Consider the following example (snippet (0)):

struct X
{
    constexpr int get() const { return 0; }
};

void foo(const X& x)
{
    constexpr int i = x.get();
}

int main()
{
    foo(X{});
}

The above example compiles with all versions of g++ prior to g++ 10.x, and never compiled under clang++. The error message is:

error: 'x' is not a constant expression
    8 |     constexpr int i = x.get();
      |

live example on godbolt.org

The error kind of makes sense, as x is never a constant expression in the body of foo, however:

• X::get() is marked constexpr and it does not depend on the state of x;

• Changing const X& to const X makes the code compile with every compiler (on godbolt.org) snippet (1).

---

It gets even more interesting when I mark X::get() as static ((on godbolt.org) snippet (2)). With that change, all tested versions of g++ (including trunk) compile, while clang++ still always fail to compile.

So, my questions:

• Is g++ 9.x correct in accepting snippet (0)?

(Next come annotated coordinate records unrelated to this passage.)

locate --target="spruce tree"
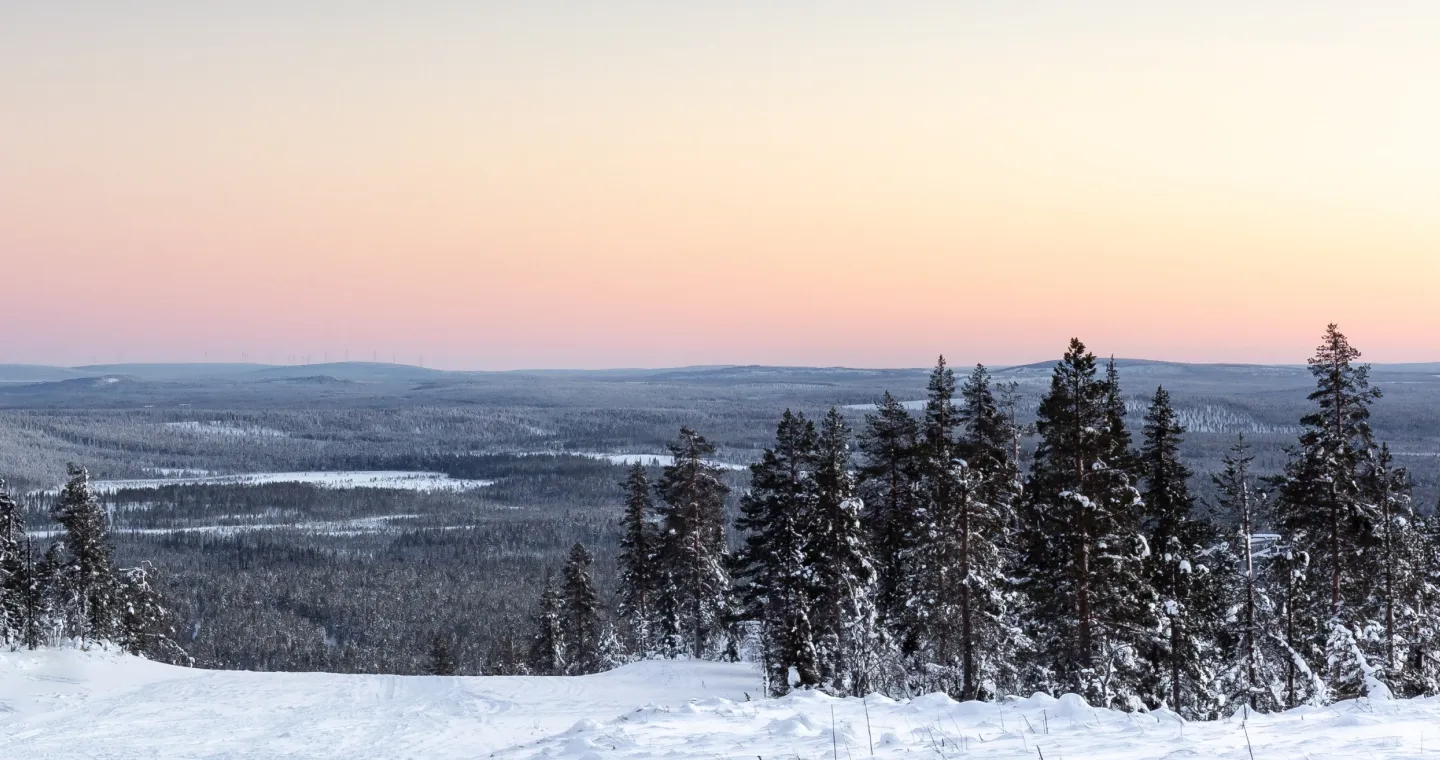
[1210,435,1289,713]
[50,465,121,641]
[736,410,821,695]
[1138,387,1228,720]
[909,358,1018,700]
[805,407,884,695]
[615,462,660,656]
[425,632,456,675]
[899,356,973,676]
[0,479,30,646]
[860,392,919,636]
[655,428,730,659]
[114,563,193,665]
[563,543,606,675]
[959,364,1022,698]
[1276,324,1384,698]
[527,570,567,675]
[1361,443,1437,697]
[1020,340,1156,708]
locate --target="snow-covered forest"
[0,325,1440,720]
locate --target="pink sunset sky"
[0,0,1440,368]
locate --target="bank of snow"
[0,651,1440,760]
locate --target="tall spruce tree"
[425,632,458,675]
[1138,387,1230,720]
[858,392,919,636]
[655,428,730,658]
[0,479,30,646]
[615,462,660,656]
[562,541,606,675]
[805,407,884,695]
[1361,443,1437,697]
[1276,324,1384,698]
[1020,340,1156,708]
[900,356,973,682]
[527,570,569,675]
[1210,435,1289,713]
[50,465,122,641]
[736,410,822,695]
[952,364,1021,700]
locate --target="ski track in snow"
[0,649,1440,760]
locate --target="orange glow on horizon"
[0,0,1440,368]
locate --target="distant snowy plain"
[91,471,494,494]
[0,649,1440,760]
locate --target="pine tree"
[805,407,886,695]
[959,364,1022,698]
[114,563,194,665]
[897,356,972,676]
[1138,387,1228,720]
[425,632,456,675]
[1276,324,1384,698]
[527,570,567,675]
[860,392,919,636]
[1210,435,1289,713]
[907,358,1017,700]
[657,428,730,659]
[0,479,30,646]
[50,465,121,641]
[736,410,821,695]
[1020,340,1156,708]
[1103,357,1136,478]
[562,543,605,675]
[615,462,660,656]
[1361,443,1437,697]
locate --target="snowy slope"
[0,651,1440,760]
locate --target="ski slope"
[0,649,1440,760]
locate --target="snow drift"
[0,649,1440,760]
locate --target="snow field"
[8,649,1440,760]
[91,471,494,494]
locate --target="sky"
[0,0,1440,370]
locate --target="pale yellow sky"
[0,0,1440,368]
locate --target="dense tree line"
[0,465,189,662]
[604,325,1440,718]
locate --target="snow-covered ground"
[518,451,750,471]
[0,649,1440,760]
[91,469,494,494]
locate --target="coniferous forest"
[0,325,1440,718]
[527,325,1440,720]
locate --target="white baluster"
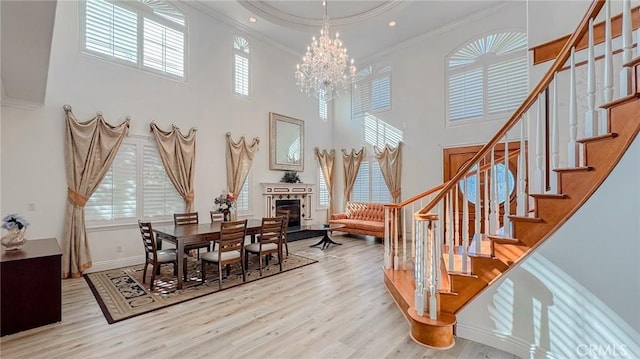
[473,162,482,254]
[567,47,578,167]
[516,118,529,216]
[489,147,500,234]
[462,176,469,273]
[502,139,511,237]
[549,73,560,193]
[598,1,613,134]
[584,18,598,137]
[447,192,457,271]
[620,0,633,97]
[413,219,427,316]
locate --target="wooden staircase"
[384,0,640,349]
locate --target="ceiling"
[189,0,515,62]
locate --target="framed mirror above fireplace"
[269,112,304,172]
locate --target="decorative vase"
[0,228,27,251]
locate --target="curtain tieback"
[67,187,89,207]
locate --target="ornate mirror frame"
[269,112,304,172]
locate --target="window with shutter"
[85,136,185,227]
[80,0,185,79]
[233,36,250,96]
[447,32,528,121]
[351,159,391,203]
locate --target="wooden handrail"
[418,0,606,214]
[384,149,520,208]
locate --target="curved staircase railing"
[385,0,640,348]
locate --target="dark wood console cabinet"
[0,238,62,336]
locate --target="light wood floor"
[0,236,515,359]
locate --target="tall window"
[233,36,249,96]
[447,32,528,121]
[318,169,329,208]
[82,0,185,79]
[351,66,391,119]
[85,136,185,226]
[236,172,251,213]
[351,159,391,203]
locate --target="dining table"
[153,218,262,290]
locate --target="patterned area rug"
[84,254,317,324]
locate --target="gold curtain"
[150,122,196,212]
[373,142,402,203]
[62,105,130,278]
[227,132,260,198]
[342,147,364,201]
[315,147,336,223]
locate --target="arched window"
[447,32,528,122]
[233,36,250,96]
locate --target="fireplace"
[262,183,315,228]
[276,199,300,228]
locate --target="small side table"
[307,224,344,250]
[0,238,62,336]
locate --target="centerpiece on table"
[0,213,29,251]
[213,192,236,222]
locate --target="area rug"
[84,254,317,324]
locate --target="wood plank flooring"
[0,236,516,359]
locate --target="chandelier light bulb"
[295,1,356,101]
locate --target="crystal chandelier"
[296,1,356,101]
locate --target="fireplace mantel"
[261,182,315,223]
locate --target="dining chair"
[276,208,291,257]
[244,216,284,277]
[200,219,247,289]
[173,212,211,258]
[138,220,187,290]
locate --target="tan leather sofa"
[329,202,384,239]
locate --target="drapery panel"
[315,147,336,223]
[227,132,260,198]
[62,105,130,278]
[373,142,402,203]
[342,147,365,201]
[150,122,196,212]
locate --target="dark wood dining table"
[153,218,262,290]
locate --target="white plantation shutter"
[142,144,185,218]
[85,137,185,227]
[487,57,529,113]
[449,68,484,121]
[371,75,391,112]
[371,160,391,203]
[84,0,185,78]
[143,19,184,77]
[85,0,138,63]
[235,54,249,96]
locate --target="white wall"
[333,1,526,209]
[457,137,640,358]
[0,1,332,270]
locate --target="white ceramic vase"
[0,228,27,251]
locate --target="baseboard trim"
[84,255,144,273]
[456,323,532,358]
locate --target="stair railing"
[408,0,633,319]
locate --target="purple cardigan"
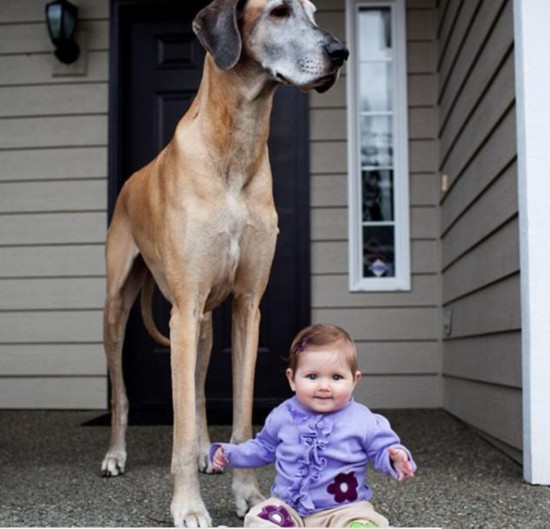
[210,397,416,516]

• Are all compilers correct in accepting snippet (1)? If so, why is the reference significant?

• Are g++ 9.x and g++ trunk correct in accepting snippet (2)?

Answer 1

Deprecation Notice

This answer is now obsolete due to the changes in P2280: Using unknown pointers and references in constant expressions (proposal accepted into C++23 and applied as a defect report to C++11). GCC 9 falsely accepts the code as a bug. GCC 10-13 reject the code due to a bug fix, but do not implement P2280 yet. GCC 14 implements the DR and accepts the original code as valid. See https://godbolt.org/z/KE5G969ca.

Is g++ 9.x correct in accepting snippet (0)?

No.

Are all compilers correct in accepting snippet (1)? If so, why is the reference significant?

Yes, they are.

A constant expression cannot use an id-expression naming a reference that doesn't have a previous constant expression initialization or began its lifetime during the constant expression evaluation. [expr.const]/2.11 (same in C++20)

The same is not true if you are naming a non-reference variable without involving any lvalue-to-rvalue conversion. x.get() only refers to x as lvalue and only calls a constexpr function that doesn't actually access any member of x, so there is no issue.

Are g++ 9.x and g++ trunk correct in accepting snippet (2)?

No, because the expression still contains the subexpression x which violates the rule mentioned above.